Acordei sobressaltado, pareceu que de uma vez a dor irradiava galopante me golpeando sobremaneira. O chão de pedras lisas e frias, agora molhadas, chovia, e o sonho que agitou meu sono, me causaram desconforto e agonia. Quando olhei em volta, o cara, aquele que eu golpeei e depois vi filosofar sobre o estranho céu daqueles dias, tinha sumido. Corri atordoado, procurei nos becos, esquinas, até dentro das caçambas de lixo, nada. As respostas que eu buscava foram todas com ele e minhas esperanças perdidas. Sentei no chão e comecei a chorar. O lugar, sem as naturais emanações do ar, da luz, nem a poeira parecia querer se erguer, dava a impressão de uma pintura barroca, desproporcional, opaca e carente dos detalhes. Eu buscava claro a renascença e percebi a loucura do mundo antes da primeira e verdadeira iluminação, mas também percebi o fascínio da ignorância. Como era a forma de ver o mundo muda diante do desconhecido e como é grande a imaginação e o espírito humano.
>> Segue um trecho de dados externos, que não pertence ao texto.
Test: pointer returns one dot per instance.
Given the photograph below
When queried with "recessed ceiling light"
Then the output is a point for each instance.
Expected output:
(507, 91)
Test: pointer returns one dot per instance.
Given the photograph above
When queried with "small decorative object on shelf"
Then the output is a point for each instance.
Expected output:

Acho que me perdia em tantos devaneios e pensamentos porque o cenário de abandono e destruição me fez ver o mundo de outra maneira e isso na história se repete tanto, que não tem como não fazermos essas comparações tão pertinentes. Agora onde eu estava, distante da orla marítima, mais perto das montanhas e vales, o que via era a morte que me sorria com uma careta arreganhada de deboche e insolência. Uma fenda enorme dividia o vale em dois e no entorno corpos queimados exalavam o cheiro sufocante do enxofre e das vísceras esturricadas. Os corpos pareciam esculturas em posições horrendas, com o propósito intencional de chocar. Vi o que parecia ser um homem, parte do seu corpo se desmanchou em cinzas e o que sobrou debruçava-se agarrando-se à borda da fenda tencionando se jogar, talvez. Ao lado, uma figura com os braços abertos implorando aos céus que a devastação eminente não a fulminasse. Eram tantas representações da morte marcadas à fogo naquelas pobres almas que seria impossível descrever todas. O cheiro e a fumaça putrefata que borbulhava de todas as partes como chaminés do inferno me fizeram muito mal e cai no chão me contorcendo todo, com uma dor forte no estômago. Cai sobre um corpo, senti os frágeis ossos se desfazerem unidos apenas por uma fina membrana de crosta queimada e guinchei de dor como um animal ao ser abatido.

Ao acordar novamente, o cheiro do vomito seco na roupa nem me incomodou, tudo em volta era muito pior que vomito seco. O próprio cheiro hediondo do ambiente maquiava qualquer outro cheiro, mais eficientemente que maquiagem de prostituta esconde suas feições descentes. Eu ouvia gritos, gemidos, horríveis embaralhamentos sonoros que destruíam qualquer condição de sanidade da alma. Faziam você arrancar os cabelos, se matar, sem pestanejar. Destroçado, só via morte e desespero, sem esperança. Agora, no centro da cidade o caos era bem maior e ninguém via de onde vinha a morte. Só caia do céu, o fogo e consumia tudo e todos. Entrei num bar e encontrei um bêbado agarrado a uma garrafa de cachaça. Dei a volta no balcão, peguei uma garrafa de rum, um copo e fiz companhia ao bêbado.

–Vamos brindar, velho! Ao fim do mundo!

–Ao fim do mundo, seu tolo! Se vai acabar com fogo, vamos ficar de fogo! Ah, há, há, há! –E o velho me abraçou e ficamos ali no bar contando causos e as mazelas das nossas vidas um pro outro. O mundo acabando lá fora e nós se acabando de beber aqui dentro.